SE RALLIER À L’ILLUSION. Déchiffrer la tactique actuelle des terroristes est relativement facile. En se référant aux calculs coutumiers de ce type de groupes, on peut voir dans les dernières actions menées la volonté de semer un surcroit d’insécurité avant que l’hivernage tout proche n’amène un ralentissement des agressions, le désir de prouver que les déstabilisateurs disposent d’une importante marge de manœuvre dans des zones toujours sensibles, la tentative de démontrer l’inanité de l’Accord pour la paix et la réconciliation sur l’amélioration de la situation sécuritaire et spécifiquement dans la région de Mopti, la démonstration d’une montée en puissance en allant plus loin que les escarmouches perpétrées jusque dans un passé récent. Mais quelque soit la signification qui peut être donnée aux différents signaux, l’importance de ces derniers ne peut être sous-estimée et rend urgent l’endiguement des périls. Surtout dans les zones de Mopti où les bandes armées se sont taillé des enclaves d’influence à la faveur de l’absence de l’Etat. Et où la situation se trouve compliquée par le réveil des contentieux locaux anciens.
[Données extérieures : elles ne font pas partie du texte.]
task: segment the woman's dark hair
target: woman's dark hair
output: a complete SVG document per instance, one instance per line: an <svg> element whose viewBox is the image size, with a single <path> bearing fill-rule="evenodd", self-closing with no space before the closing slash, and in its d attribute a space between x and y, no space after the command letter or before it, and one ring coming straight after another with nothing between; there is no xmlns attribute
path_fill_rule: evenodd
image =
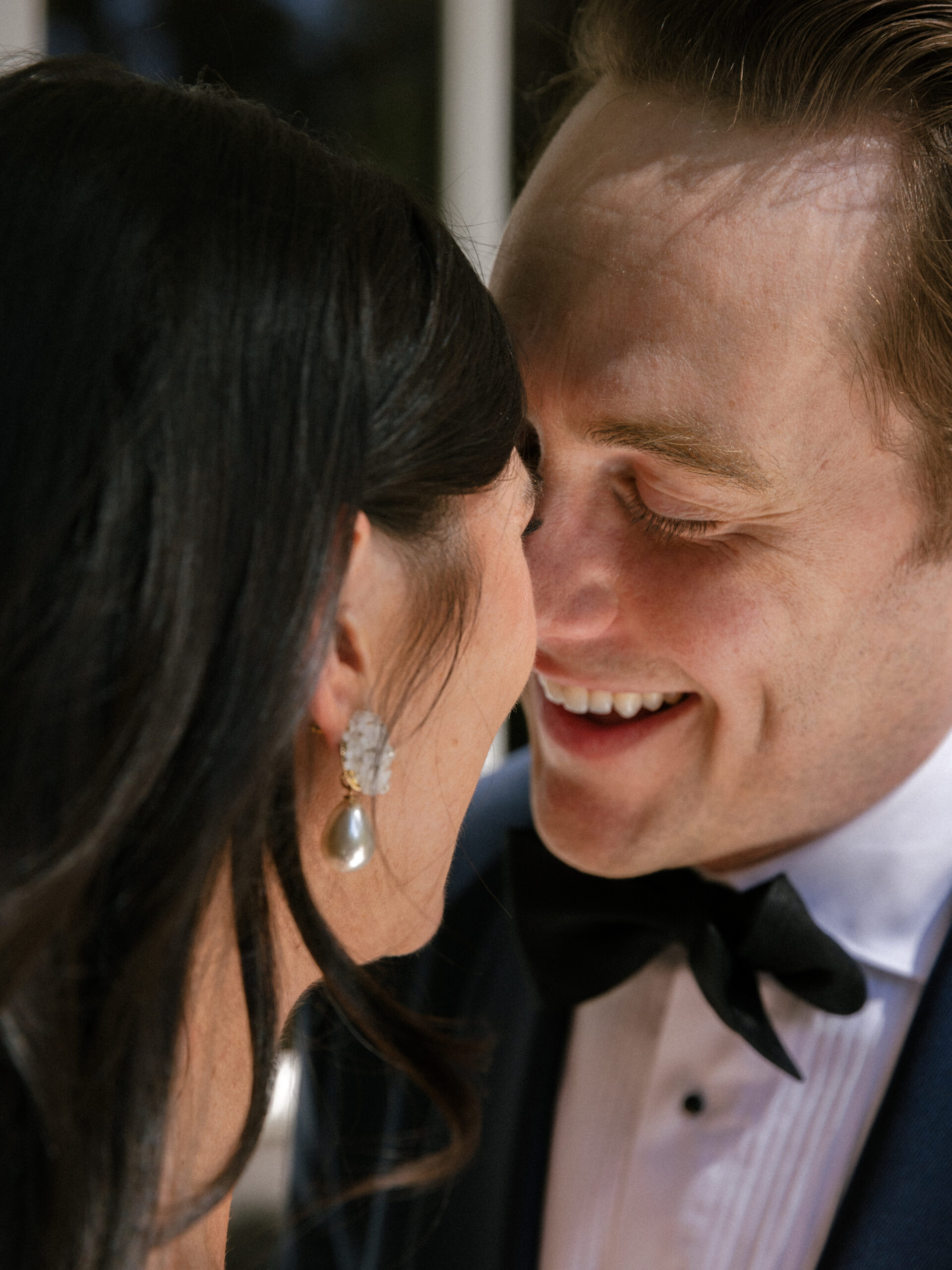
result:
<svg viewBox="0 0 952 1270"><path fill-rule="evenodd" d="M426 598L405 700L477 589L452 495L500 475L522 417L491 300L390 178L220 90L85 58L0 79L4 1267L128 1270L230 1190L274 1059L267 856L338 1010L449 1121L420 1176L465 1157L452 1039L307 892L292 752L357 511ZM189 955L227 856L250 1110L160 1228Z"/></svg>

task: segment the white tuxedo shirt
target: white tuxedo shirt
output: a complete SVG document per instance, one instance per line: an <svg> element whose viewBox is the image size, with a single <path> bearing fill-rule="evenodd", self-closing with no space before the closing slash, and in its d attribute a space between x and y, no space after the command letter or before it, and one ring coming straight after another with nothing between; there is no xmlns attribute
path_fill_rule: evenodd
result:
<svg viewBox="0 0 952 1270"><path fill-rule="evenodd" d="M576 1008L541 1270L812 1270L948 931L952 734L856 820L718 880L786 872L862 965L828 1015L760 975L797 1082L732 1033L670 949Z"/></svg>

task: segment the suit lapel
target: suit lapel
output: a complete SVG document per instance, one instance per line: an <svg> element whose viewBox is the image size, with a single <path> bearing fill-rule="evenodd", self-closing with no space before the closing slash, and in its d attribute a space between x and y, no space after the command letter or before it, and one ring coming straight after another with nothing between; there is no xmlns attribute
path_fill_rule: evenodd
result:
<svg viewBox="0 0 952 1270"><path fill-rule="evenodd" d="M952 935L817 1270L952 1266Z"/></svg>

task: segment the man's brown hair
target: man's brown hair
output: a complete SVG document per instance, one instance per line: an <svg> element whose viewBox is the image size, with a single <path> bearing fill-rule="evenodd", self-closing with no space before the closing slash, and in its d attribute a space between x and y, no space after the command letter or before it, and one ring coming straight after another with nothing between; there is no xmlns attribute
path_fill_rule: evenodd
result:
<svg viewBox="0 0 952 1270"><path fill-rule="evenodd" d="M952 551L952 4L592 0L572 50L578 94L611 76L703 100L729 127L892 140L885 268L861 362L867 386L919 424L923 547Z"/></svg>

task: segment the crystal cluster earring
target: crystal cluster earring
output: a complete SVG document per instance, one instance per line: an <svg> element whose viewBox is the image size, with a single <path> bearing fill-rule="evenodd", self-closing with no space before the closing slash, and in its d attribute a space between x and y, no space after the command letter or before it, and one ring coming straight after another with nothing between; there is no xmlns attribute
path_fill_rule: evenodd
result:
<svg viewBox="0 0 952 1270"><path fill-rule="evenodd" d="M393 749L383 720L372 710L358 710L340 738L344 801L324 831L324 853L340 872L363 869L376 850L371 817L357 801L357 795L386 794L392 762Z"/></svg>

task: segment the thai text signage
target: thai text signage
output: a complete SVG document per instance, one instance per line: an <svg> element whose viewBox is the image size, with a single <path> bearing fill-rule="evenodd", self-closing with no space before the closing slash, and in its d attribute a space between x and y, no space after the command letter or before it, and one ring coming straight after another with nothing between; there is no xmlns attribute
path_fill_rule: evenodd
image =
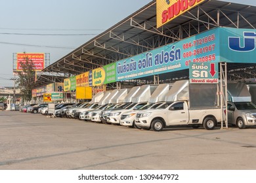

Ici, les autorités ont une double conviction à inculquer aux populations de la 5èmeRégion. Primo, que l’autodéfense et le repli communautaire constitueraient des causes supplémentaires d’instabilité. Secundo, que dans les zones qui ne sont pas encore infestées le choix de fournir aux autorités les indispensables renseignements reste encore la meilleure manière de se prémunir, ainsi que le démontre la vigilance constamment en éveil dont font preuve les brigades civiques au Cameroun. Ces deux impératifs sont indispensables à faire accepter aux habitants, car la pire attitude à laquelle que l’Etat pourrait être confronté serait que les citoyens finissent par se rallier à l’illusion (car c’en est une) qu’ils sont capables pour leur protection de trouver une solution en dehors de lui.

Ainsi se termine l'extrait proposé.